Что постыдятся сказать в извинение своих злых шалостей невежественные мальчики, то придумал и возвестил миру человек умный, человек очень добрый и — натуралист, которому, кажется, следовало бы помнить основные истины физиологии; вот до какого помрачения памяти и рассудка может доводить ученое фантазерство, развивающее ошибочную догадку о значении непонятных чужих слов!
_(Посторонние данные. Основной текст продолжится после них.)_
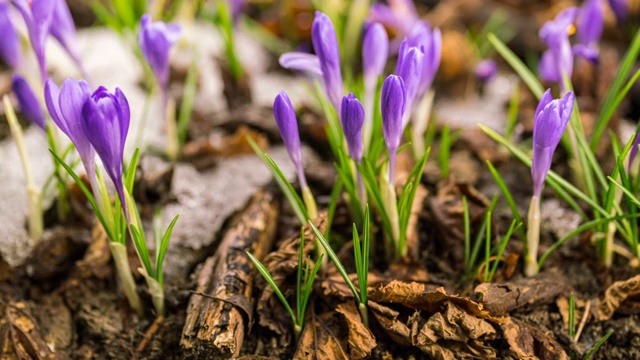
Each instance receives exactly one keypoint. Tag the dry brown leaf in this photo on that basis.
(615, 295)
(452, 330)
(501, 298)
(527, 342)
(388, 319)
(425, 297)
(282, 263)
(323, 337)
(361, 340)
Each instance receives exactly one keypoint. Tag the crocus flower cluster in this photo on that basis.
(156, 40)
(29, 105)
(10, 44)
(44, 17)
(557, 60)
(326, 62)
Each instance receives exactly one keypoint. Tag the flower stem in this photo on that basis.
(36, 226)
(533, 238)
(119, 253)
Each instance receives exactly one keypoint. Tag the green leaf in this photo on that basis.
(287, 189)
(518, 66)
(336, 261)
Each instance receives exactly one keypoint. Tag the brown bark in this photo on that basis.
(221, 307)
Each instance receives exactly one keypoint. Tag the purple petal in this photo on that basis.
(325, 44)
(375, 50)
(301, 62)
(156, 40)
(29, 104)
(352, 119)
(10, 50)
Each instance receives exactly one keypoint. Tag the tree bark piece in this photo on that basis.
(215, 323)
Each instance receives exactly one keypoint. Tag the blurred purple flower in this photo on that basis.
(422, 37)
(65, 106)
(325, 43)
(399, 16)
(392, 105)
(590, 23)
(29, 104)
(409, 68)
(375, 50)
(352, 118)
(325, 64)
(486, 70)
(105, 122)
(156, 39)
(10, 50)
(288, 127)
(551, 119)
(38, 16)
(620, 8)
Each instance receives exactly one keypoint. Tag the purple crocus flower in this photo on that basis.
(375, 50)
(65, 106)
(29, 104)
(156, 39)
(421, 36)
(288, 127)
(325, 43)
(486, 70)
(620, 8)
(409, 68)
(551, 119)
(325, 64)
(392, 103)
(352, 118)
(558, 59)
(37, 15)
(10, 44)
(105, 122)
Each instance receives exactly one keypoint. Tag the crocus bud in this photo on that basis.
(352, 118)
(156, 39)
(558, 59)
(392, 104)
(551, 119)
(325, 43)
(37, 15)
(590, 22)
(288, 127)
(620, 8)
(29, 105)
(105, 121)
(10, 44)
(430, 42)
(409, 68)
(486, 70)
(65, 106)
(375, 49)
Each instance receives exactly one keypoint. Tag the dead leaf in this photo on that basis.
(527, 342)
(615, 295)
(425, 297)
(452, 334)
(361, 340)
(323, 337)
(502, 298)
(283, 263)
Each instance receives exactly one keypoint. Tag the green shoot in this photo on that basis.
(304, 286)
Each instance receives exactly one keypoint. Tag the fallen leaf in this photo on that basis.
(323, 337)
(502, 298)
(361, 340)
(615, 295)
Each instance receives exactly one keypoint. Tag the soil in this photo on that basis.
(59, 297)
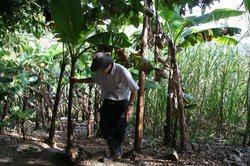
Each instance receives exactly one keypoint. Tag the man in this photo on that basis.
(119, 92)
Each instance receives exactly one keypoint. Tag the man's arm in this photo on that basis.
(130, 104)
(84, 80)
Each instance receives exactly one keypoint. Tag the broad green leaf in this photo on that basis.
(226, 40)
(9, 70)
(247, 5)
(68, 18)
(152, 85)
(119, 40)
(26, 114)
(5, 80)
(208, 35)
(215, 15)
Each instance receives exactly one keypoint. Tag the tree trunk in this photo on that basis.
(246, 139)
(70, 138)
(5, 111)
(175, 101)
(90, 118)
(25, 101)
(51, 140)
(140, 99)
Много дурного говорил Мальтус; ему нельзя было обойтись без того; он хотел защищать политику коалиции тори и большинства вигов, вызванную, историческими обстоятельства, это правда, но тем не менее, вредную для них и его родины политику, о которой сам он знал, что она несправедлива и вредна; дурную книгу написал он, недобросовестную, и заслуживает за то порицания. Но в том, что взвел на него благодарный ученик, он не виноват; таких мерзостей он не внушал; напрасно Дарвин воображал себя его учеником, — он исказитель Мальтуса; напрасно он называет свою теорию применением его теории к вопросу о происхождении видов — это не применение теории Мальтуса, а извращение смысла его слов — извращение грубое, потому что истинный смысл его слов ясен. Он считает чрезмерность размножения причиною бедствий, и только; а бедствия он считает бедствиями, и только. В этом он верен истине, верен естествознанию. Дарвин называет совокупность результатов чрезмерного размножения борьбою за, жизнь; хорошо; что же такое борьба за жизнь с точки зрения, на которую ставит своих читателей Мальтус? Совокупность бедствий, и только бедствий. Результат борьбы за жизнь Дарвин называет естественным отбором; хорошо; что же такое, сообразно понятиям Мальтуса, естественный отбор? Никак не благо, а непременно нечто дурное, потому что чрезмерность размножения не производит, по его понятиям, ничего хорошего, производит только дурное.
Так это по Мальтусу. Совершенно так, как по физиологии. Мальтус нам не мил и не авторитетен. Но пренебрегать физиологией не следует.
Припомним же, что такое, по физиологии растений и животных, бедствие в жизни индивидуального существа и какое влияние на детей имеют, по физиологии, бедствия родителей.
Физиология говорит: бедствие в жизни индивидуального органического существа — нарушение хорошего хода функций организма, и у организмов, имеющих способность ощущения, — нарушение, соединенное с ощущением боли, когда касается частей организма, в которых находится способность ощущения; если нарушение тяжело и продолжительно, оно имеет результатом в некоторых случаях смерть, во всех других — порчу здоровья, порчу организма; то же самое, если оно хотя и не тяжело и непродолжительно, но повторяется часто.